Warning! Information Science Ahead

I have a terrible habit of ignoring some of my work-related feeds in favor of the non-worked related video game or hardware enthusiast feeds but this morning I decided to actually read the headlines on my ReadWriteWeb feed and managed to fine not one, but two good articles.

The first, and most interesting, by Marshall Kirkpatrick, discusses the Semantic Web.  The article, Will the Semantic Web Have a Gender?, is what I read as one of the first (or maybe I’ve just missed those articles) deconstructionist arguments about the Semantic Web.  The article veers away from it’s titular focus and delves a bit more into the nature and definition of knowledge and looks at the viability of current epistemological leanings as they pertain to the development of the semantic web and makes for really fascinating reading.  The article isn’t particularly in depth but it is certainly thought provoking and well worth a read.

The second article, by Sarah Perez, discusses in brief the development of Facebook Connect. Facebook Connect is Facebook’s attempt to use their social networking service as a sort of hub for all your social networking needs allowing you to pull in and aggregate your various social networking activites.  My recent adoption of the Digsby client has definatley shown me the allure of that prospect and I will certainly be keeping an eye on that project.  Perez, also mentions how Facebook has changed quite a bit over the years from its initial exclusionary practices to a more open network.  Again interesting stuff that if your interesting in the social web either from an academic, profesional or personal perspective might be worth a read.

Anyhoo, I now return you to your regularly scheduled geek programming.


A Slight Frustration- Libraries and the ‘Net

I’ve been working on redesign of our library website.  Now I’m not a professional…at all and nearly everything I’ve learned about web design is stuff I’ve picked within the last year so take whatever I have to say with a (very minuscule) grain of salt.  I’ve gone from a straight HTML design to xhtml to PHP (which is where I’m staying dammit!) all three enhanced and spiced up via CSS.  Now one of the main tenets of CSS is the obligatory “Tables are Bad!”  At least from a design perspective.  Tables are to house data/information and SHOULD NOT be used in the LAYOUT of a web page.  Which is where CSS comes in.  Admittedly designing a layout via CSS that is accessible and (nigh) identical across a variety of browsers IS a bit of an uphill battle but the payoff, especially in terms of code simplicity,  is absolutely worth it.

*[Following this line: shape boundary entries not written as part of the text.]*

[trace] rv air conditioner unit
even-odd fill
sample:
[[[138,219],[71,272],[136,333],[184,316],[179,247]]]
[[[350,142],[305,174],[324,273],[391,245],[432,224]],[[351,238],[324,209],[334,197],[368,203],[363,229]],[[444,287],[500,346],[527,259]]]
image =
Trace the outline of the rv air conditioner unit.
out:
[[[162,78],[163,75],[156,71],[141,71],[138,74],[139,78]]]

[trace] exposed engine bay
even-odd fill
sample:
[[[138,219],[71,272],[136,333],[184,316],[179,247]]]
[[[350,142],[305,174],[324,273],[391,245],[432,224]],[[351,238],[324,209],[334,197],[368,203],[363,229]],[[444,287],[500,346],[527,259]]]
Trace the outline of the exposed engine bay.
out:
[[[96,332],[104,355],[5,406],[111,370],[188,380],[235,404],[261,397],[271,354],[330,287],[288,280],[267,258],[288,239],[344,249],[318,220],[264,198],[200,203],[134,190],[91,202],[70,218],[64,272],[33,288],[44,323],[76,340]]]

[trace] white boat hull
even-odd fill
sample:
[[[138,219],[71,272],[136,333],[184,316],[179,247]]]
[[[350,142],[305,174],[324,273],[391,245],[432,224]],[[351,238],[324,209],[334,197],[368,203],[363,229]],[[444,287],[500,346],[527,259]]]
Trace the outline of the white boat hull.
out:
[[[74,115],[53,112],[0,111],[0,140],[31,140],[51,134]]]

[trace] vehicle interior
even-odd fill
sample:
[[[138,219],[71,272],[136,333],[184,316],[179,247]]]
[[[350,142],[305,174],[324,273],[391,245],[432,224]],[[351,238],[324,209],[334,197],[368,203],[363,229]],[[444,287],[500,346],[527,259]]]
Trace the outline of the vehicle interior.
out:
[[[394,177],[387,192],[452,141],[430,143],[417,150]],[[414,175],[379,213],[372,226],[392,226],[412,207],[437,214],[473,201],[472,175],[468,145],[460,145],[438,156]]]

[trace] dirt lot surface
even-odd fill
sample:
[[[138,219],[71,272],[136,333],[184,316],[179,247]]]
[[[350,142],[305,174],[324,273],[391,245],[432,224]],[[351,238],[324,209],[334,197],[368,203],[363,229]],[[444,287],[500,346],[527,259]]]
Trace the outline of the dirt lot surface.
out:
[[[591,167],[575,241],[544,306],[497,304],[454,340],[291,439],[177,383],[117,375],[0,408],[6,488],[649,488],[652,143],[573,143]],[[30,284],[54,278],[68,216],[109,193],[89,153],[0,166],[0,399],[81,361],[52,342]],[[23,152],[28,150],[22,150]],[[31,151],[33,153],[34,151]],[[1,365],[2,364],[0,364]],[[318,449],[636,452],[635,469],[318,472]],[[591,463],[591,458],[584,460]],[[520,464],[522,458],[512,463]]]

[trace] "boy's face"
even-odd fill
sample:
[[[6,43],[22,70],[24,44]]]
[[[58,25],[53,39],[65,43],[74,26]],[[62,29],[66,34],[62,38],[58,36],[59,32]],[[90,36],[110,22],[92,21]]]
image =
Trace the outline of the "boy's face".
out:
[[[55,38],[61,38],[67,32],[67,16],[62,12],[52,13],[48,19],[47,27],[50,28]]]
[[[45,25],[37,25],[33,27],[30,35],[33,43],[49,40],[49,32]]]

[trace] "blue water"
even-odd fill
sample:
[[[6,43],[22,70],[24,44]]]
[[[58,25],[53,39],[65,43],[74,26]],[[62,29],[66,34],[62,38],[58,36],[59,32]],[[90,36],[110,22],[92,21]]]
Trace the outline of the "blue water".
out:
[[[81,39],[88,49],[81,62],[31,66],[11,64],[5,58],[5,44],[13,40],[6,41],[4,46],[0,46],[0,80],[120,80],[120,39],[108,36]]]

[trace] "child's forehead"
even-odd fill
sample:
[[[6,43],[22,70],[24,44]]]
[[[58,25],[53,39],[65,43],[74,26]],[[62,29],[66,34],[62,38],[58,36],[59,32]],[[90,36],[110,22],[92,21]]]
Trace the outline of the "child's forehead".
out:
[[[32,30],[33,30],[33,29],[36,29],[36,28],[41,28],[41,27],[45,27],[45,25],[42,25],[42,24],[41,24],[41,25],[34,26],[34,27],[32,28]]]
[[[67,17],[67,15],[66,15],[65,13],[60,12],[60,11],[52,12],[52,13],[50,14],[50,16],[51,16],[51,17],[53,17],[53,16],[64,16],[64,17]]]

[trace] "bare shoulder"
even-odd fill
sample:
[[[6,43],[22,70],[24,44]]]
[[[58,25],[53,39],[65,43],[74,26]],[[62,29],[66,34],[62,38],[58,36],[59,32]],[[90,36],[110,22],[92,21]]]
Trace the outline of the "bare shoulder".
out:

In order to fuel my erstwhile designing I’ve been visiting a number of (mostly local) library websites in order to get a feel not only for how they have their websites laid out but for how they handle their coding as well.  Unfortunately what I’ve noticed is an increasing divide between current Web Design (from the professional world) and Web Design (in the library world).

Take a look at Princeton Public Library’s web page. I admit their design is attractive but a glance at their code reveals that, while readable, it lacks in some areas.  Most of the major content is delivered via tables, contains a fair amount of inline styling (again with the tables in particular), and a uses bunch of repeated code (header and footer).  Even if you didn’t want to use CSS for layout you could move the inline table styling to a style sheet (especially since most of the tables are contained in a div with a unique id).  Furthermore switching to PHP would allow a simple include once call for both the header and the footer leaving only the major content of each page.  I simplify of course, it is probably slightly more complicated than that, but designing an elegantly coded well designed page is within reach.

In terms of content PPL is a great example, I’ve seen some truly disgusting designs out there, and melding design with content, especially for libraries in this age of integrated services, isn’t exactly an easy task but that doesn’t mean that current web design practices and standards are inapplicable to libraries.  I’ve developed almost a perverse habit of running library websites through the W3C Validation service and have been almost universally disappointed with the results.  I suppose I’d have more to complain about if the choice in coding actually interfered in the operation of the web pages in question, as of now it doesn’t, but I still find it a little depressing that, if not out right ignored, current Web standards seems to be such a low priority for library web pages.

There is more I could say on this, but I’m already rambling and I have a stack of magazines that need to be checked in and shelved, so maybe more later.

Also if anyone knows of any literature, from either side of the information world (web designers/analysts, librarians, etc.) that discuss this please feel free to point in that direction.